Regeneration strategy dimensions demonstrate fundamentally different governance logics. China adopts state-led, top-down, single-phase comprehensive demolition models, with municipal governments and developers forming alliances of interest, communities as passive recipients lacking substantive voice, heritage often treated as development obstacles or commercial assets, with anti-displacement mechanisms completely absent. Spain practices multi-level collaborative governance, with municipal governments, landowners, and community residents forming partnership relationships, transformation implemented through multi-phased incremental approaches, heritage treated as legal constraints rather than negotiable objects, protective rehabilitation becoming a core strategy, as demonstrated by the Matadero Madrid case where historic buildings achieve functional transformation through minimal intervention, with the entire process sustainable over decades and continuously adaptive.
Spatial design dimensions reveal significantly different value orientations. Chinese practice adopts tabula rasa reconstruction, with historical fabric replaced by superblocks, standardized high-rise residential towers becoming dominant forms, car-oriented and enclosed spatial designs, public space privatized or completely eliminated, architectural language singular and repetitive, agricultural landscapes thoroughly erased. Spain emphasizes fine-grained historical morphology protection, implementing minimal, reversible design interventions, adaptive reuse respecting original building envelopes, pedestrian-priority networks strengthened, public space not only preserved but expanded, architectural responses demonstrating diverse authorship and site specificity, agricultural heritage such as Seville's traditional irrigation systems integrated as urban cultural landscapes rather than eliminated.
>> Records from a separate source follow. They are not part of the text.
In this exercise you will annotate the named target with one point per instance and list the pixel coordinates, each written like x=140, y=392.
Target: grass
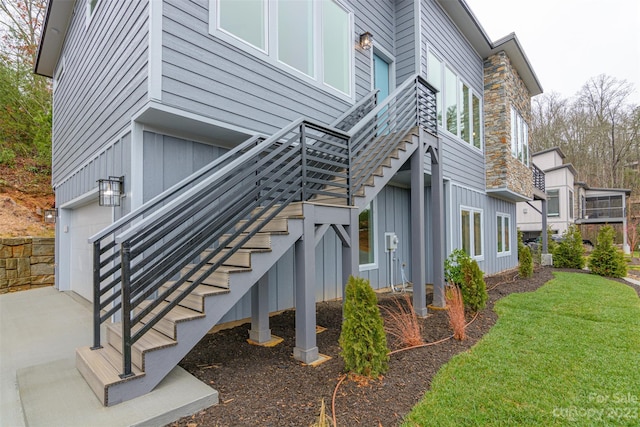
x=566, y=354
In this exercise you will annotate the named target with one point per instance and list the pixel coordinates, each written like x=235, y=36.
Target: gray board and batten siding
x=461, y=196
x=102, y=83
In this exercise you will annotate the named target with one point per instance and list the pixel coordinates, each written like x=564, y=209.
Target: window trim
x=519, y=144
x=557, y=191
x=502, y=216
x=270, y=54
x=372, y=265
x=472, y=211
x=442, y=121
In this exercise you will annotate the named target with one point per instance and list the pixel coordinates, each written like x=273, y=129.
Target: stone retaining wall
x=26, y=263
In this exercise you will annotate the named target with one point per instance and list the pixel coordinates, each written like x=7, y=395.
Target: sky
x=570, y=41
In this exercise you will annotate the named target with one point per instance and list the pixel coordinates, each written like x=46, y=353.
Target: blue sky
x=570, y=41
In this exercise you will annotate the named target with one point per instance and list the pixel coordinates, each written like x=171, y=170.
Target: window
x=244, y=20
x=519, y=137
x=366, y=236
x=553, y=203
x=459, y=108
x=311, y=39
x=504, y=234
x=471, y=231
x=570, y=204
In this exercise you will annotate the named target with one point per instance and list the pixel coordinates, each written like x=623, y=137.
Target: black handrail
x=201, y=221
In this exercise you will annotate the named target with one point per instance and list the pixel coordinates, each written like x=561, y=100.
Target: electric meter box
x=391, y=242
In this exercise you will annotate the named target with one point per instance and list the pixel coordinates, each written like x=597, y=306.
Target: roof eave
x=54, y=31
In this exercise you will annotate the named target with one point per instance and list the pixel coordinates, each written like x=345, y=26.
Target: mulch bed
x=267, y=387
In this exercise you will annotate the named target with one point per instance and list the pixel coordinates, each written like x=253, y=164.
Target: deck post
x=260, y=332
x=418, y=250
x=350, y=260
x=437, y=223
x=306, y=350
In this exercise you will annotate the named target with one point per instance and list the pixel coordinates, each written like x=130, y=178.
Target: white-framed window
x=503, y=223
x=312, y=40
x=570, y=204
x=553, y=203
x=459, y=107
x=472, y=232
x=519, y=137
x=367, y=237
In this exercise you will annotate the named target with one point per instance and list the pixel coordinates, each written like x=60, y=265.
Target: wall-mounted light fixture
x=50, y=216
x=110, y=191
x=366, y=40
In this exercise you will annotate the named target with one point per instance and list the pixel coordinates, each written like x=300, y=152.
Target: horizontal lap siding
x=103, y=84
x=462, y=163
x=114, y=161
x=490, y=206
x=405, y=40
x=208, y=76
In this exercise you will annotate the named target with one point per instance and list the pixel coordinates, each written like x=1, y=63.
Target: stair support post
x=306, y=349
x=125, y=293
x=260, y=332
x=418, y=250
x=96, y=296
x=437, y=221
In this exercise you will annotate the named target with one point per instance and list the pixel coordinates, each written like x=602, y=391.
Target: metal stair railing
x=107, y=274
x=221, y=207
x=380, y=132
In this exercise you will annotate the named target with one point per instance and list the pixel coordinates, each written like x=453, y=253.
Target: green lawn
x=567, y=354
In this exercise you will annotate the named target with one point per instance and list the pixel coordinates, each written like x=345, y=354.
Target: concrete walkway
x=40, y=386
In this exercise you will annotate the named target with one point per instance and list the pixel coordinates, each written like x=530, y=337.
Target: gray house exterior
x=153, y=91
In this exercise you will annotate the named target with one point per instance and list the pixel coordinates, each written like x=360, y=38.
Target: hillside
x=25, y=191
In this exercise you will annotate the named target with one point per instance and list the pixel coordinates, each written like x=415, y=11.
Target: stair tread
x=177, y=313
x=100, y=362
x=151, y=340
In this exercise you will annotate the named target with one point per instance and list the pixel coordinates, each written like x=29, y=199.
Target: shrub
x=569, y=252
x=453, y=266
x=525, y=258
x=363, y=342
x=402, y=323
x=606, y=260
x=455, y=311
x=474, y=289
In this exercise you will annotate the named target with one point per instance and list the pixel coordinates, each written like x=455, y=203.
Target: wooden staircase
x=162, y=347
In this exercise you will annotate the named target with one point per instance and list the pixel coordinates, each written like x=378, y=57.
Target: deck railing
x=201, y=221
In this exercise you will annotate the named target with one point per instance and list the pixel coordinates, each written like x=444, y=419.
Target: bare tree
x=605, y=99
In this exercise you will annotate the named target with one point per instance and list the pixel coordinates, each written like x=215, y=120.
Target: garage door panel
x=85, y=222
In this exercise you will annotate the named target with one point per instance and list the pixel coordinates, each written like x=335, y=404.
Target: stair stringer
x=158, y=363
x=412, y=142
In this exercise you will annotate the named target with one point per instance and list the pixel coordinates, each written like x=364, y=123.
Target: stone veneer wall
x=26, y=263
x=503, y=88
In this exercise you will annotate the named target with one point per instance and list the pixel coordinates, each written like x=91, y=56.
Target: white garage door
x=85, y=222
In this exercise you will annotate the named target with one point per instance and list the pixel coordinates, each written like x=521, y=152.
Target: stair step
x=98, y=370
x=277, y=224
x=219, y=277
x=257, y=241
x=195, y=300
x=167, y=324
x=152, y=340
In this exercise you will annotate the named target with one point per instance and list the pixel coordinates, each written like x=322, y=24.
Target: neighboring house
x=570, y=201
x=219, y=118
x=559, y=187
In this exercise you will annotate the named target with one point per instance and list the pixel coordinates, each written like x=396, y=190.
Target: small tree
x=474, y=289
x=569, y=253
x=363, y=342
x=606, y=260
x=453, y=266
x=525, y=258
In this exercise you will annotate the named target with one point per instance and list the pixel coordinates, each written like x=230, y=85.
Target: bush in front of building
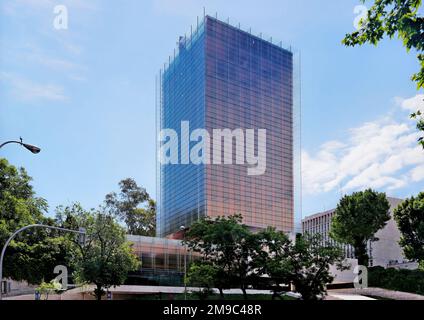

As China advances its regeneration-oriented urban transformation toward the 2030 goals of "livable, resilient and economically vibrant cities" [
26], the Spanish SUNC experience offers critical lessons across three key dimensions. First, Spain's Planes Especiales demonstrate how legally mandated participation—moving "beyond conventional consultation towards active co-creation" [
6]—can maintain community continuity while upgrading physical conditions, highlighting the need for China's emerging participatory micro-regeneration to strengthen legal frameworks to avoid instrumentalization. Second, the Spanish emphasis on rehabilitation over demolition and on integrating tangible heritage with intangible social practices provides models for China to avoid the "cultural hollowing" [
27] threatening traditional villages, as seen in the
corralones of El Perchel where heritage-led regeneration enhances rather than erases community identity. Third, and most critically, Spanish SUNC policy explicitly prioritizes retaining existing residents and social structures, offering a stark contrast to the "displaceability" inherent in current Chinese urban regeneration and underscoring the importance of preserving social ecosystems to avoid creating suburban "ghettos" [
28], thereby ensuring sustainable urbanization.